Volleyball Boys 《ハイキュー!!》
第39章 ★Snow Magic 《大将 優》
Ⅱ"24日、正午。
【大将 side】
クリスマスパーティーに誘われたのは急で、それは昨日の夜中だった。枕元でスマホが鳴り響き、ディスプレイには"サメ先輩"の文字が書いてあった。
《優、お前明日はどうせヒマだべ?ならさ、明日のクリパ、来いよ!》
「………は?」
開口一番、なんですか?
男バレと女バレ合同のクリスマスパーティーをやるのは、サメ先輩こと鮫島先輩から聞いていた。俺は興味が無いと断った筈だったが、どういうことか。
《いやさ、優は見てくれが良いべ?》
「見てくれって…」
まぁ、見た目が良いからと合コンに誘われたこともあるっちゃあるが。
《同じ店で合コンやるって修都(しゅうと)が情報持ってきてさぁ。合コンから何人か女の子引っ張れるかな~って、修都が》
サメ先輩、セコいです。そして考えた修都先輩も、腹黒です。
「分かりました、行きます」
《お、やっぱ来てくれんのか!》
どうせ相手先には俺が行くことを伝えてあるんだろうし。
《じゃ時間とかは後でLINEすんな》
「リョーカイっす」
《夜中に悪かったな。じゃ、おやすみ~》
ぷつ、と通話が切れる。直後に猛烈な睡魔に襲われて眠ってしまった。それが、昨日の夜のことである。
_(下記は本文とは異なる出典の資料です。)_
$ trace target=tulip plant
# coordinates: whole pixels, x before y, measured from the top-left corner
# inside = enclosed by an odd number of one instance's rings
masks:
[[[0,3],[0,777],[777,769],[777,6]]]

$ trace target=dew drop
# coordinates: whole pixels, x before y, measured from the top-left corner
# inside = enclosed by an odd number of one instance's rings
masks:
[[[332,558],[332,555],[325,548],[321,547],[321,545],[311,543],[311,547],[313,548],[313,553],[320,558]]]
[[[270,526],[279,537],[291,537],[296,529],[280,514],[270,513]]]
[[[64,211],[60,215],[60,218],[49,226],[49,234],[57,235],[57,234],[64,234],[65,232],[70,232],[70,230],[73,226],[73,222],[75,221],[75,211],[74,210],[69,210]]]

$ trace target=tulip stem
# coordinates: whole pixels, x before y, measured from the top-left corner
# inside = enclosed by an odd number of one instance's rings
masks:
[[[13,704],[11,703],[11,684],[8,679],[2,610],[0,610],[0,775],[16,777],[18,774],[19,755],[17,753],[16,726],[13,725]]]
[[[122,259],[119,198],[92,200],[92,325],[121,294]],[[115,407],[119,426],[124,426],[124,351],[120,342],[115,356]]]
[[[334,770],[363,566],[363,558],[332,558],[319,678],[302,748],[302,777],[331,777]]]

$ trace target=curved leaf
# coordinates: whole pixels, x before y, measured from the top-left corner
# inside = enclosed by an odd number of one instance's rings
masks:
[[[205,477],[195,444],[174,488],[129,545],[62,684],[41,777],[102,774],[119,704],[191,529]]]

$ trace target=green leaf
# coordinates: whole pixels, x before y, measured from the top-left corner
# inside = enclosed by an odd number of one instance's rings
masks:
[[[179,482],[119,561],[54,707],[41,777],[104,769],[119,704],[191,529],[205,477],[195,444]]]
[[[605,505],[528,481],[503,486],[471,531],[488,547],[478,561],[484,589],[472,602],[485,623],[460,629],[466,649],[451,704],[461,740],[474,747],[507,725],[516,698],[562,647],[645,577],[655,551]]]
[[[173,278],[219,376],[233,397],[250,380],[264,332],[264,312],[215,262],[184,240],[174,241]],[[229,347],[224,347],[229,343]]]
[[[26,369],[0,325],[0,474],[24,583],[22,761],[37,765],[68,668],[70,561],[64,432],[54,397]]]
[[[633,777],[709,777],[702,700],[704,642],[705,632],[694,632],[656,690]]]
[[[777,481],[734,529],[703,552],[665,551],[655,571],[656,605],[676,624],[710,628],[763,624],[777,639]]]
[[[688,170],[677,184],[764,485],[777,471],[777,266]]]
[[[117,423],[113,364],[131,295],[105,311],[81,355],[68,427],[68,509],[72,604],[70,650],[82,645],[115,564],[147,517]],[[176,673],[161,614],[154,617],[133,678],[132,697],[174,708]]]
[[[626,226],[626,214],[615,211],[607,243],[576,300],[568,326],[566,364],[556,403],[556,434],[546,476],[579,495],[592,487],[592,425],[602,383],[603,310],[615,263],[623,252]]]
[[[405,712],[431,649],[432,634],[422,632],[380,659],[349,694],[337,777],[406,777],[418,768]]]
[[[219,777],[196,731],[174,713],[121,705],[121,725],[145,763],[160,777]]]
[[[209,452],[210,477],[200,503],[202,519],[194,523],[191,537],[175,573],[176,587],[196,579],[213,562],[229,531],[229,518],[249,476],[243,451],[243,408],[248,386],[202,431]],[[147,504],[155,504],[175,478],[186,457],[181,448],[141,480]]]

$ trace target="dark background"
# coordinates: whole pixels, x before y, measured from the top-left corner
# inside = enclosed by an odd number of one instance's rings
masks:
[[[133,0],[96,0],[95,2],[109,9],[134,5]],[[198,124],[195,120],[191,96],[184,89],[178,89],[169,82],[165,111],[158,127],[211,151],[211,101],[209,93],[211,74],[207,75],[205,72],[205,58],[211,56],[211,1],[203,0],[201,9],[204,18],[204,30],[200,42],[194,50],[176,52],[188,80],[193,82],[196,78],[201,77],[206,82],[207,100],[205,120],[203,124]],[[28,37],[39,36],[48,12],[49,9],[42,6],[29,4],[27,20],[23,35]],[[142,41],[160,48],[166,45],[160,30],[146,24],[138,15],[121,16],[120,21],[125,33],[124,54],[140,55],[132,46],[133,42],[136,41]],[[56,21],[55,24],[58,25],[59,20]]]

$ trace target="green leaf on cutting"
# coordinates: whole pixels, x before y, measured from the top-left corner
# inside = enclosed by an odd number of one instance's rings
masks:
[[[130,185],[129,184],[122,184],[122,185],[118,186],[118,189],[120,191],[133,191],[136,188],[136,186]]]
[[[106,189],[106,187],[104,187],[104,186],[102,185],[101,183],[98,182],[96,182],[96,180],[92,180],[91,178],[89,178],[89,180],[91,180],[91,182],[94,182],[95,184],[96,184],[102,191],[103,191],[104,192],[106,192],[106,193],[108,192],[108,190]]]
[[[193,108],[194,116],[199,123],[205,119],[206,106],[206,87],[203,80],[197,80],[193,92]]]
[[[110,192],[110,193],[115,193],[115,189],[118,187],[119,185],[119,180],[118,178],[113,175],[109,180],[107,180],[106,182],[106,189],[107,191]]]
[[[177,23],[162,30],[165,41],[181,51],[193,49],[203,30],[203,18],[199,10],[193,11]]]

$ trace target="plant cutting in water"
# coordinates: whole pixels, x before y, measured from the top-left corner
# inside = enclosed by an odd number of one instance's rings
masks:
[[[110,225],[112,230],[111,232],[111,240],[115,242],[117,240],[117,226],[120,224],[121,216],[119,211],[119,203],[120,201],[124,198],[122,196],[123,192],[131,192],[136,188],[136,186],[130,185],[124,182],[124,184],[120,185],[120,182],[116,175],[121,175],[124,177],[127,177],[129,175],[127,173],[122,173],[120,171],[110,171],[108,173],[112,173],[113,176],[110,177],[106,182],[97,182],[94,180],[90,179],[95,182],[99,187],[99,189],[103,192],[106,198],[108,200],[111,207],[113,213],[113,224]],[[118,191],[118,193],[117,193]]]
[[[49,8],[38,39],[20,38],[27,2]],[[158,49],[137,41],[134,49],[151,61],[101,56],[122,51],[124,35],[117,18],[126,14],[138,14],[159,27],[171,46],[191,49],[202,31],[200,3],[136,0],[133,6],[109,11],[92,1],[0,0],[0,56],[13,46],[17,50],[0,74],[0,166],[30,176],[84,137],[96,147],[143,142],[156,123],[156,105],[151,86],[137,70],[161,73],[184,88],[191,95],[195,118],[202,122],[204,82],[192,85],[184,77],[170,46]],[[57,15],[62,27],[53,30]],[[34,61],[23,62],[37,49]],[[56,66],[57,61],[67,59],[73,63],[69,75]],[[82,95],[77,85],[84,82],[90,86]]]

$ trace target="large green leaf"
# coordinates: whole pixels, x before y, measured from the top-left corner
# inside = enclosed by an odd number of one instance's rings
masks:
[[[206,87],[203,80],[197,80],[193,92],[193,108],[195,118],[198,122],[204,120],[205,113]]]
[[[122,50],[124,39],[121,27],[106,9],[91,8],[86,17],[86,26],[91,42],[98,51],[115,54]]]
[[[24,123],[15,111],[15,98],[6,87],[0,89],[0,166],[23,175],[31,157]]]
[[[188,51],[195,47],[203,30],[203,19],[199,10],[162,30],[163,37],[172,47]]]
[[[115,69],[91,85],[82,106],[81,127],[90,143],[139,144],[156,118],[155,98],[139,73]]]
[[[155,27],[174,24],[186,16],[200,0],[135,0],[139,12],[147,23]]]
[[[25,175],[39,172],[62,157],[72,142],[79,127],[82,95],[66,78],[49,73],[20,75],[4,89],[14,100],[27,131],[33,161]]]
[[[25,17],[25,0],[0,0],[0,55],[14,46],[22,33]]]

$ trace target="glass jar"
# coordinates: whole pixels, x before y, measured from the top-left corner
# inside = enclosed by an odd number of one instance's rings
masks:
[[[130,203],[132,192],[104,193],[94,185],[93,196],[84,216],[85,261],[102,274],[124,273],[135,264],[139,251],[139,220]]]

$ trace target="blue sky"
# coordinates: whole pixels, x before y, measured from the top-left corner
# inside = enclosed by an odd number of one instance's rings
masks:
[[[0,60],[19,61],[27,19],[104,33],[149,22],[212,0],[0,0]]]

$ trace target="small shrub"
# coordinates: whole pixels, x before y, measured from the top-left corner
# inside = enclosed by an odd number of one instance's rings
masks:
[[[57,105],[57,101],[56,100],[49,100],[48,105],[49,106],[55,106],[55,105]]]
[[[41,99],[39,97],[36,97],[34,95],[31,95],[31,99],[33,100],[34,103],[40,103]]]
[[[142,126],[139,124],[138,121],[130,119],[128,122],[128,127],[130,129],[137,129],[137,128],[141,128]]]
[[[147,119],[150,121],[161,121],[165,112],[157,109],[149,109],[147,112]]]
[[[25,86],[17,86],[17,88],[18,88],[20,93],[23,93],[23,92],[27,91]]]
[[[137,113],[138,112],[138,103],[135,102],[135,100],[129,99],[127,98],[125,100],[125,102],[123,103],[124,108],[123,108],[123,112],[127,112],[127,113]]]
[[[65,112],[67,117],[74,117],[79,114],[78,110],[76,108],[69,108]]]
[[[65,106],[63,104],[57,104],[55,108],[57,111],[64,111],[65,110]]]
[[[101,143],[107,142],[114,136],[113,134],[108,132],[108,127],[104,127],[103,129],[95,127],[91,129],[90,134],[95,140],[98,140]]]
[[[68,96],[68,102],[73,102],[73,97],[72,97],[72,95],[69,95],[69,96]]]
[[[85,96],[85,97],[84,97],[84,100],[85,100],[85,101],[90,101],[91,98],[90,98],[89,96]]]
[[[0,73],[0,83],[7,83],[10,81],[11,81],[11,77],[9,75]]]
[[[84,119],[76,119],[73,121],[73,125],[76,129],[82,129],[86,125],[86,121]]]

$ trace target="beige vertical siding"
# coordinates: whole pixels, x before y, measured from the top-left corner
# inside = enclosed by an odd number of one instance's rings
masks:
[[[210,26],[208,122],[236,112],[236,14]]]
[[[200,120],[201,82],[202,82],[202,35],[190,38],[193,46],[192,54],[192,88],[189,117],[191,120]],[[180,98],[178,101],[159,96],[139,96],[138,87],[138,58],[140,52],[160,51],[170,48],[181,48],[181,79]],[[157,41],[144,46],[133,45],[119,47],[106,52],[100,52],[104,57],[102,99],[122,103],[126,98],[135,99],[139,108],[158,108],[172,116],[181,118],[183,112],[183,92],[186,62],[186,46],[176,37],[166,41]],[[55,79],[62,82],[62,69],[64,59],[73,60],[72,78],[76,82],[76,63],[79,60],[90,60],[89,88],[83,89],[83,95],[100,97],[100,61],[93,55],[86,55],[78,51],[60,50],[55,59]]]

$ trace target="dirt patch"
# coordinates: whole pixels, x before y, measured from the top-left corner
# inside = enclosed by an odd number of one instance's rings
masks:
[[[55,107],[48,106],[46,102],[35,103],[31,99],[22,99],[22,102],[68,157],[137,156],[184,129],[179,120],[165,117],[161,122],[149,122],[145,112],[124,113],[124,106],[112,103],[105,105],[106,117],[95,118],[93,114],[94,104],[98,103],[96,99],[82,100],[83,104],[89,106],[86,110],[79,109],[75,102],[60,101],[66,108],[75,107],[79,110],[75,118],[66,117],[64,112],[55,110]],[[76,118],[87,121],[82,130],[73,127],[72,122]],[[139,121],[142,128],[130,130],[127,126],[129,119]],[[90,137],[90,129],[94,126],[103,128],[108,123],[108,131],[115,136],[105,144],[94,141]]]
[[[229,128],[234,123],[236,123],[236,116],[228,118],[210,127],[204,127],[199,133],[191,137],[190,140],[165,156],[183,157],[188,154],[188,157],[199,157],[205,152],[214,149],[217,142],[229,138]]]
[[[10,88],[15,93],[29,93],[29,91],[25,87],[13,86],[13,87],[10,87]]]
で、今。サメ先輩に呼び出され、お昼休みに向かった先は、ハンバーガーのチェーン店。そこそこタッパのある男4人がボックス席にぎゅうぎゅう詰めになっている。
「サメ先輩、やっぱ行かなきゃダメすか?」
「当たり前だべ!何言ってんだよ」
「そーだぞー、すぐるー」
いや、そーだぞって。全ては修都先輩の悪巧みからじゃないですか。誰が来るだのと話している先輩2人に若干呆れつつ、BLTにかぶり付く。
「のぉ、好きなコとかおらんの?」
そう言うのは、関西出身の同級生、拓真(たくま)だった。なかなかに裏のありそうなヤツだが、仲は良い。故郷を離れ雪国に来たという点でも、俺と拓真は気が合う。
「いない」
「つまらんのぉ」
ニヤリ、と笑って拓真は言う。
「いや別に…気になるコもいないし」
恋、か…最後はいつだったっけ。あぁ、高3でミカちゃんと付き合ってたんだ。大学に入ってからは連絡も取らず、自然消滅。
じゃあ、その前は…そう、思いを巡らせて苦笑した。いたいた、中学までの間、ずっと好きだったヤツ。